[U-Boot-Users] Bug in malloc()?

[Timur Tabi]

I'm trying to get the very latest U-Boot running on an MPC8323E MDS, and U-Boot 
hangs in the code to initialize the environment.  Specifically, env_relocate() 
calls malloc(), but malloc() never returns.
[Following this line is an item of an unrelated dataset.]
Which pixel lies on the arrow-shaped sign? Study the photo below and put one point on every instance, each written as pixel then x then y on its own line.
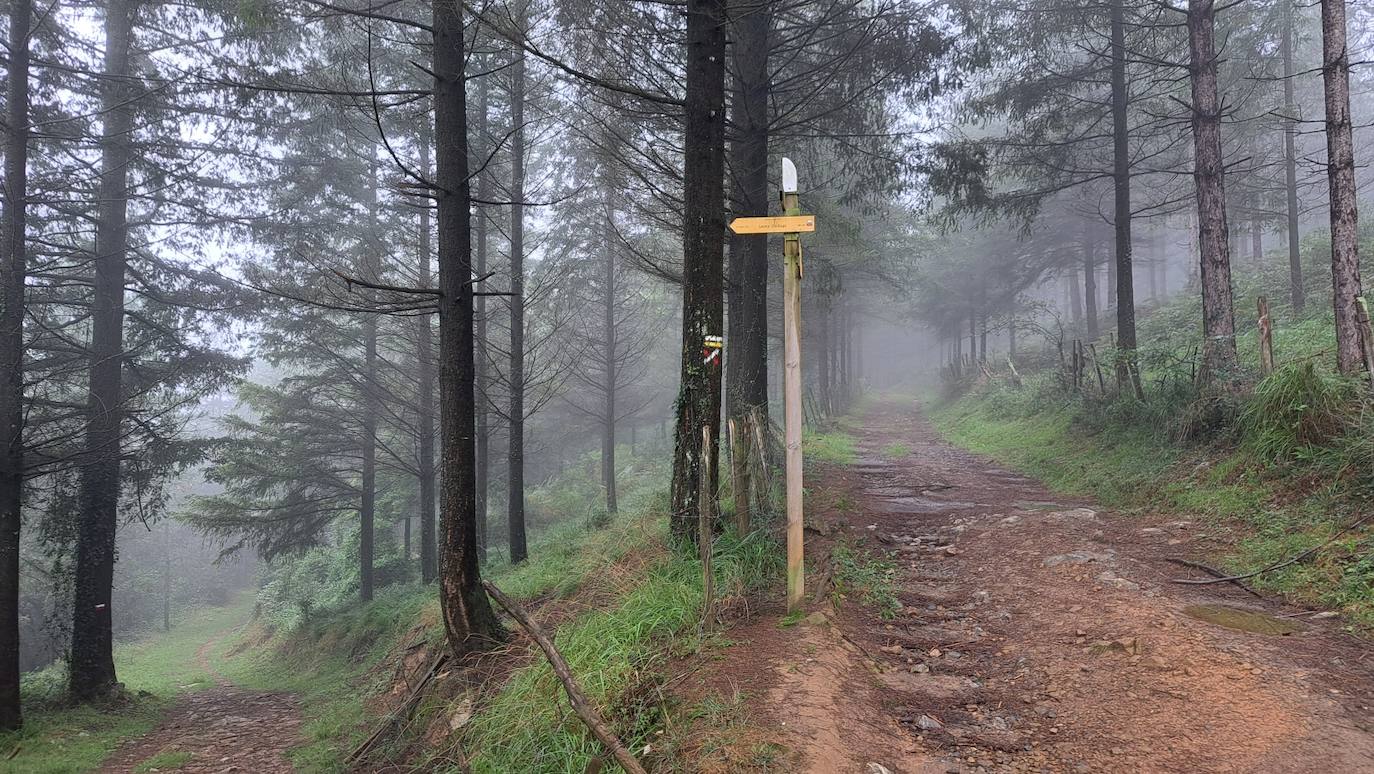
pixel 786 224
Before I try to debug the malloc() code, I was hoping someone would have a clue 
as to what the problem is.

I put a bunch of printfs() in the malloc() code, as well as a sanity check:

     for (victim = last(bin); victim != bin; victim = victim->bk)
     {
printf("%s:%u victim=%p\n", __FILE__, __LINE__, victim);
       victim_size = chunksize(victim);
printf("%s:%u victim_size=%u nb=%u\n", __FILE__, __LINE__, victim_size, nb);
       if (victim_size > max_total_mem) {
printf("%s:%u\n", __FILE__, __LINE__);
	return 0;
	}
       remainder_size = victim_size - nb;
printf("%s:%u remainder_size=%u\n", __FILE__, __LINE__, remainder_size);

       if (remainder_size >= (long)MINSIZE) /* too big */
       {
printf("%s:%u\n", __FILE__, __LINE__);
	--idx; /* adjust to rescan below after checking last remainder */
	break;
       }

       else if (remainder_size >= 0) /* exact fit */
       {
printf("%s:%u\n", __FILE__, __LINE__);
	unlink(victim, bck, fwd);
	set_inuse_bit_at_offset(victim, victim_size);
	check_malloced_chunk(victim, nb);
printf("%s:%u\n", __FILE__, __LINE__);
	return chunk2mem(victim);
       }
printf("%s:%u\n", __FILE__, __LINE__);
     }

and I get this:

dlmalloc.c:2153
dlmalloc.c:2158
dlmalloc.c:2192
dlmalloc.c:2198 victim=fe02d138
dlmalloc.c:2200 victim_size=4261597488 nb=8200
dlmalloc.c:2202
env_relocate[217] malloced ENV at 00000000

Look at the value of victim_size.  This can't be right.

Without the "if (victim_size > max_total_mem)" sanity check, this code loops 
indefinitely.

Can anyone tell me what's going on?  I don't think there's a bug in malloc() per 
se, but something has corrupted the heap.  What could do that?